2. THE SIMULATION TIMELINE – Various modern philosophers and scientists (likeProfessor Nick Bostrom Faculty of Philosophy & Oxford Martin School Oxford University, Author Ray Kurzweil, The Age of Spiritual Machines: When computers exceed human intelligence, Author Frank Tipler’s The physics of immortality) have posited that we are likely to be living a simulation. This is because it is highly probable that we will be able to create ancestor simulations within a few years, when we achieve a trans-human stage. Due either to the number of simulations that will be run, or to the proximity that we are to that stage, it is actually more probable that we are in one than the case where we haven’t yet reached that stage. Again, there is no way to tell that we aren’t in a programmed reality.
3. THE FINE-TUNED UNIVERSE – The universe is unbelievably finely tuned for the physical existence of matter, let alone life.
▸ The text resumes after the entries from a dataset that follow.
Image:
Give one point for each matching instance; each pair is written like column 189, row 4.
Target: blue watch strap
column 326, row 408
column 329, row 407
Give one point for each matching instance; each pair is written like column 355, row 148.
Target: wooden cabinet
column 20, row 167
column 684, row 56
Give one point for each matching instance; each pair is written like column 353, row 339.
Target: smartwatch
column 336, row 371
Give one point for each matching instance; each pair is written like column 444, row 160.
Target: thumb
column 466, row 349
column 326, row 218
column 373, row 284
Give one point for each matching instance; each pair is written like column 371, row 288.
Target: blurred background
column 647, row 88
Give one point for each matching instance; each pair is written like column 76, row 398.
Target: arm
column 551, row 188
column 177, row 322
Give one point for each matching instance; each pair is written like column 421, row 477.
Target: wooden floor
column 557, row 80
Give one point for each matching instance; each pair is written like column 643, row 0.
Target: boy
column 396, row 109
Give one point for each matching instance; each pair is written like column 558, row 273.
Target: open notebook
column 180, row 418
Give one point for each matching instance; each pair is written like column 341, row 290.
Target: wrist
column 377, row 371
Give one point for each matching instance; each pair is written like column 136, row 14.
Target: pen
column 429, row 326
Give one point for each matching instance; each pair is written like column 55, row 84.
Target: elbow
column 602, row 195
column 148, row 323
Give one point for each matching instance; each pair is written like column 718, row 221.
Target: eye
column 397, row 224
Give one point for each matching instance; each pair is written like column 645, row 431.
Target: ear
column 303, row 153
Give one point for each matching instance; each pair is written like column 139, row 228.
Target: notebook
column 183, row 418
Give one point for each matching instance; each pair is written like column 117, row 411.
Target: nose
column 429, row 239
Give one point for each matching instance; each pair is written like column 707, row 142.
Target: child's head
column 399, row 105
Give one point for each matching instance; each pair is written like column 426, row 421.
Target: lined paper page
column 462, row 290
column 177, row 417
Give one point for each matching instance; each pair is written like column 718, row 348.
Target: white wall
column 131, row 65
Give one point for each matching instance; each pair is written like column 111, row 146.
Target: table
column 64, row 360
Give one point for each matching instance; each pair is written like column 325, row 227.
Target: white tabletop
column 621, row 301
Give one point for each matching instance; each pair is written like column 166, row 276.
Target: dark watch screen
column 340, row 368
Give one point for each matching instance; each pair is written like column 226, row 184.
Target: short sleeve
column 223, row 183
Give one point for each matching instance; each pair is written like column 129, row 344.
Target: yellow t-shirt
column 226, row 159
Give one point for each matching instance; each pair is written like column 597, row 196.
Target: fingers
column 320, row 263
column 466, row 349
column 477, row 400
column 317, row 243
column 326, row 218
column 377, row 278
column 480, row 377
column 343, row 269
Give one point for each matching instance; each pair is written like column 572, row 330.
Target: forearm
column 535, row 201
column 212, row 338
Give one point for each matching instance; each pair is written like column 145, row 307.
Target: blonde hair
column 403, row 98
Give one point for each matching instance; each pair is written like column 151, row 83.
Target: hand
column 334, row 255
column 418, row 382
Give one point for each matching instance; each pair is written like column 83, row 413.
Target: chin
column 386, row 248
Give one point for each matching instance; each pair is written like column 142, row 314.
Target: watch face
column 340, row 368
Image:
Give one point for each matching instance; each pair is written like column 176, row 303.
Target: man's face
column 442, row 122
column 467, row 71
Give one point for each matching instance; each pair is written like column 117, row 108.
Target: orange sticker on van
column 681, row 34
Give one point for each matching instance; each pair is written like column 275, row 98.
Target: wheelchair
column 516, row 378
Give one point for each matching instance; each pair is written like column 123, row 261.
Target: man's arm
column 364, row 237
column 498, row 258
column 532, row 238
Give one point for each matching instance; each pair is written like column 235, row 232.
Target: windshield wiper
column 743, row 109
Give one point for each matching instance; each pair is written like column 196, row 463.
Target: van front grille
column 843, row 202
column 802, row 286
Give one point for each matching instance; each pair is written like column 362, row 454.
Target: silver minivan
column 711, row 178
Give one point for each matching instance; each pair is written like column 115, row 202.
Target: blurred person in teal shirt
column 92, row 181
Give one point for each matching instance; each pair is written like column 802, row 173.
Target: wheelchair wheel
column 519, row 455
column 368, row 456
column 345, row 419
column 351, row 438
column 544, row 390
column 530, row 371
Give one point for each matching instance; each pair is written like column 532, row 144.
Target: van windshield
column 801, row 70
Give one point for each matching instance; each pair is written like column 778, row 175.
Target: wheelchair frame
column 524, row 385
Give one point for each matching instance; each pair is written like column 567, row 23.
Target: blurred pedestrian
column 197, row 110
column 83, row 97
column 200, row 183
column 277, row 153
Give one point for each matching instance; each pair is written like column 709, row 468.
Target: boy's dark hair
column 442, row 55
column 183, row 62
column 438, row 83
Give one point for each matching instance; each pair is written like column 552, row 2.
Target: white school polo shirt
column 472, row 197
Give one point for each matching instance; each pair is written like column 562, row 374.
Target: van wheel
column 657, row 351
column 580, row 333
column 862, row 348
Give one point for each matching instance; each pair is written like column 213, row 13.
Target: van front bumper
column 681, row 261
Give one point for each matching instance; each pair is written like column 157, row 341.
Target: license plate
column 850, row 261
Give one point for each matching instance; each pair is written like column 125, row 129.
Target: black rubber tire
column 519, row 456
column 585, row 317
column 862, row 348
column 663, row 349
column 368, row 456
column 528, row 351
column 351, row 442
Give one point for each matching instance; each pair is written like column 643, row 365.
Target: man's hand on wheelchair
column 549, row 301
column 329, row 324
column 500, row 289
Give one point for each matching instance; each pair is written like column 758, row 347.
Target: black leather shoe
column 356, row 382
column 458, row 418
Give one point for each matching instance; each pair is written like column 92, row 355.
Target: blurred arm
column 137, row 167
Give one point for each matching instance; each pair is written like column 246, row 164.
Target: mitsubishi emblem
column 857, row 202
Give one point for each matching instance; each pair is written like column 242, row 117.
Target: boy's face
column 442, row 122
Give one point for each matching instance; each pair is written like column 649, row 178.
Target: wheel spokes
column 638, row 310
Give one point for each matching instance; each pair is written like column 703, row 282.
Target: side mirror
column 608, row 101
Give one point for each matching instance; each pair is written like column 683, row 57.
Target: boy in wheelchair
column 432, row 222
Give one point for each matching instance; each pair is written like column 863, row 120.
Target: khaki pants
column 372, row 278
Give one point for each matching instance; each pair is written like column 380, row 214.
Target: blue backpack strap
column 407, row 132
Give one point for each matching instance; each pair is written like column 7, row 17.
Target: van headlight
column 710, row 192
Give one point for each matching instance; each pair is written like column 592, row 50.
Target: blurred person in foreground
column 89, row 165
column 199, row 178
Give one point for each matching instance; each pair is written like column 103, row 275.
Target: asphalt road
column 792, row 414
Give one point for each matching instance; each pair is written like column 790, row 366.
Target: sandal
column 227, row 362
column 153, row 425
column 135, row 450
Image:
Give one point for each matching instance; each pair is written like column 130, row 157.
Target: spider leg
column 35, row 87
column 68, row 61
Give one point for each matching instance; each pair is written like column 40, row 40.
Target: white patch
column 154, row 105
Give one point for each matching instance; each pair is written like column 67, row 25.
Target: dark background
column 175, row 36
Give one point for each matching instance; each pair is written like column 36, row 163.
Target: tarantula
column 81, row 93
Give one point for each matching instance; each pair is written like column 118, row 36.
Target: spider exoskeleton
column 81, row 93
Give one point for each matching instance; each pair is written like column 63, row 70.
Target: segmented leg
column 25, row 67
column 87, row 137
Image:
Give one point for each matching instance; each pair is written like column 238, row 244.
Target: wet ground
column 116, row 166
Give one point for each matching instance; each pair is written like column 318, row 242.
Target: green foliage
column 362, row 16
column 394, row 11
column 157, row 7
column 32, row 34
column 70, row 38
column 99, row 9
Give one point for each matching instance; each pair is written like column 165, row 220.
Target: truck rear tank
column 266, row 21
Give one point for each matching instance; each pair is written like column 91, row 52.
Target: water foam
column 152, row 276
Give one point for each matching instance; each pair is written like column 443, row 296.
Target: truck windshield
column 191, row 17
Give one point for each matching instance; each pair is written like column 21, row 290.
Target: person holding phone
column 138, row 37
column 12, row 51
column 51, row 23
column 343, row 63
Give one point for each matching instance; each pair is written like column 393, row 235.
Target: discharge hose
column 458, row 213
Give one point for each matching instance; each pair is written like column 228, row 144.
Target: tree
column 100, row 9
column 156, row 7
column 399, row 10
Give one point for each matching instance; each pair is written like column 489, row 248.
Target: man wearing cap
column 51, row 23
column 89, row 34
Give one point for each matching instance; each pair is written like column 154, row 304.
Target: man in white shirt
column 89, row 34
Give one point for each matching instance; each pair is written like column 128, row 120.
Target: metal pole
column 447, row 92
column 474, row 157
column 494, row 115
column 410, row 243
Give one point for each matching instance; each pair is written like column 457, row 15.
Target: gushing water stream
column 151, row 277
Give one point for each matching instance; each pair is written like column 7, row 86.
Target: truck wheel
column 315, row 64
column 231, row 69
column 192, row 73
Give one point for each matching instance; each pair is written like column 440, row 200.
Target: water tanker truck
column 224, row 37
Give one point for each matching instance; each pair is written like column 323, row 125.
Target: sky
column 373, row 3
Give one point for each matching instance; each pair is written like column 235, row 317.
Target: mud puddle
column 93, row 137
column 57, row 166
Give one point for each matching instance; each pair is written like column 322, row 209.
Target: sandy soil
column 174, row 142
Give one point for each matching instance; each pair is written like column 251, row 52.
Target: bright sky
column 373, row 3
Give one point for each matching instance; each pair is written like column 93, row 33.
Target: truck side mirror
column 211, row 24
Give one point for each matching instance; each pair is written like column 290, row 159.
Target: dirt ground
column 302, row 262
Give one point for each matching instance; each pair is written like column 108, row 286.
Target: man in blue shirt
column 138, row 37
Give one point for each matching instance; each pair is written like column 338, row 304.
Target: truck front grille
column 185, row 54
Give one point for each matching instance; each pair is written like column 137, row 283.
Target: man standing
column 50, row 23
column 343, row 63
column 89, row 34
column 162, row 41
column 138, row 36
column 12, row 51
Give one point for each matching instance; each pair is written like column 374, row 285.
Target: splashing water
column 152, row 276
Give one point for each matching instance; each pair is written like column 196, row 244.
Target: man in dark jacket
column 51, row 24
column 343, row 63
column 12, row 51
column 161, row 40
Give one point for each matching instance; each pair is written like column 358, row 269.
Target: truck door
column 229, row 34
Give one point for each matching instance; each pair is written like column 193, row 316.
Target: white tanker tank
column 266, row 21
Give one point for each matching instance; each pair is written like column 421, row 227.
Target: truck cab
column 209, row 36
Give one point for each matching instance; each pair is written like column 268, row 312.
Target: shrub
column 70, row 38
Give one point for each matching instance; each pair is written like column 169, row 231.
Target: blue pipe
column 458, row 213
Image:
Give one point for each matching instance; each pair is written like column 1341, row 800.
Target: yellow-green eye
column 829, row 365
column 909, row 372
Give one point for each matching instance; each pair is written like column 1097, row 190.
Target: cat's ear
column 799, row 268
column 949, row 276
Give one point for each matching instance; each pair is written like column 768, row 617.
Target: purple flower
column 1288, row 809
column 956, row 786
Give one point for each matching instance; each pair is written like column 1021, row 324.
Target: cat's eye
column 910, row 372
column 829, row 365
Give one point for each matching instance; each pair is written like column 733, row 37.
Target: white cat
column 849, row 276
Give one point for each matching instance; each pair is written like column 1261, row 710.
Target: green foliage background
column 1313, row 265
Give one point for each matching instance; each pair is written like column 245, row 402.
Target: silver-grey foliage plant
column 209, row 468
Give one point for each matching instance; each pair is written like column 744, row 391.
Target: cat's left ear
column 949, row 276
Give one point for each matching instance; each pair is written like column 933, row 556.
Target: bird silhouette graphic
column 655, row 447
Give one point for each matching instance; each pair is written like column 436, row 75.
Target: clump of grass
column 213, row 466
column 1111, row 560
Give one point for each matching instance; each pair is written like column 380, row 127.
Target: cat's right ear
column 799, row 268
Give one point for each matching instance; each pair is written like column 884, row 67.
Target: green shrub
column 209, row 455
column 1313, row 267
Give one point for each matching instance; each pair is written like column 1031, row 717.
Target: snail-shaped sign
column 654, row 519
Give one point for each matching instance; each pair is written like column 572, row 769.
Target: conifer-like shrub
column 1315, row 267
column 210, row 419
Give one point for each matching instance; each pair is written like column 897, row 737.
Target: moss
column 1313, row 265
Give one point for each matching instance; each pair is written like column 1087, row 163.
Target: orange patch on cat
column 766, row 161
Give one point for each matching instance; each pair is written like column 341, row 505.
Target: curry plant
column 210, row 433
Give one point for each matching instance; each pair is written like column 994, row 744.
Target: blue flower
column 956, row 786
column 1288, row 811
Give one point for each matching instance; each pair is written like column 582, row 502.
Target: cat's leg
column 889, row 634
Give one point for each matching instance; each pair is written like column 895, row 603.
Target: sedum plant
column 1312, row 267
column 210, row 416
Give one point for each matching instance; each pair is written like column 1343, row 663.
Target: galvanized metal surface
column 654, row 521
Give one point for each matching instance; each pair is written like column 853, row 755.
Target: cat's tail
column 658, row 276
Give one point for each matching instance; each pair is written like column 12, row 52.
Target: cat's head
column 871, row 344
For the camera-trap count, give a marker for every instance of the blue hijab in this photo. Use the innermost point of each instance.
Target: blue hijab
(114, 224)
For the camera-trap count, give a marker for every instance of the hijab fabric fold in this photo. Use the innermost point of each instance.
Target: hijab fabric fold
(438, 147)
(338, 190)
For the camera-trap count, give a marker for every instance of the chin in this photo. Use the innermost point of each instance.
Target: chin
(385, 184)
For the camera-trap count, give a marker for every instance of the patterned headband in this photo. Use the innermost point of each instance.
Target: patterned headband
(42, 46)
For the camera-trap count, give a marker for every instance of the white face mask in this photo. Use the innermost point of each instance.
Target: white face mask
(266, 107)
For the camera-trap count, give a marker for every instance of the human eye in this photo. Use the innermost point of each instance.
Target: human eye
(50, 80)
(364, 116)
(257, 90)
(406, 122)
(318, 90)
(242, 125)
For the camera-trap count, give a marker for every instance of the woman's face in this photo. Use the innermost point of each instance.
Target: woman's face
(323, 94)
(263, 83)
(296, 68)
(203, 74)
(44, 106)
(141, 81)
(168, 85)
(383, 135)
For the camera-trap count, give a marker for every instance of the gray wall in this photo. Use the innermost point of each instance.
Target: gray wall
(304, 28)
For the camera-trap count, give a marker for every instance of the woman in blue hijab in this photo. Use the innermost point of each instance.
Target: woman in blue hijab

For example, universal constants cancel out all of the vacuum energy in the universe to an amazing accuracy of one part in 10 to the 115th power. Also, a deviation in the expansion rate of the early universe of 1 part in a billion in either direction would have caused the universe to immediately collapse, or fly apart so fast that stars could never have formed. And there are many, many more such examples. The only explanation that mainstream science can come up with is that zillions (yes, I know it’s not a real number) of universes are spawned every second, most of which are entirely useless and throw-away, and via the hand-waving of the anthrop principle (is the philosophical argument that observations of the physical Universe must be compatible with the conscious life that observes it. Some proponents of the argument reason that it explains why the Universe has the age and the fundamental physical constants necessary to accommodate conscious life. As a result, they believe that the fact is unremarkable that the universe’s fundamental constants happen to fall within the narrow range thought to allow life), we happen to be in the only perfect one. I’m sorry, but Occam’s razor (is a principle that generally recommends selecting from among competing hypotheses the one that makes the fewest new assumptions) heavily favors the simulation theory here.
4. THOSE PESKY ANOMALIES – The huge set of well-studied anomalies facing us in fields as varied as metaphysics, physics, philosophy, geology, anthropology, and psychology can all be explained ONLY by the programmed reality model. The mathematics of coincidence, the perceived acceleration of society, OOPart (That stands for Out of Place Artifacts. Things that show up where they shouldn’t, a piece of
gold chain found in a coal seam, what appears to be a sparkplug embedded in rock that is thousands of years old and what appears to be a bullet hole in the skull of a mastodon. These things are ooparts), the truth about the paranormal, quantum entanglement, black gold – they all fit neatly into this hypothesis. No other theory can make that claim.
SO, PERHAPS OUR REALITY IS PROGRAMMED!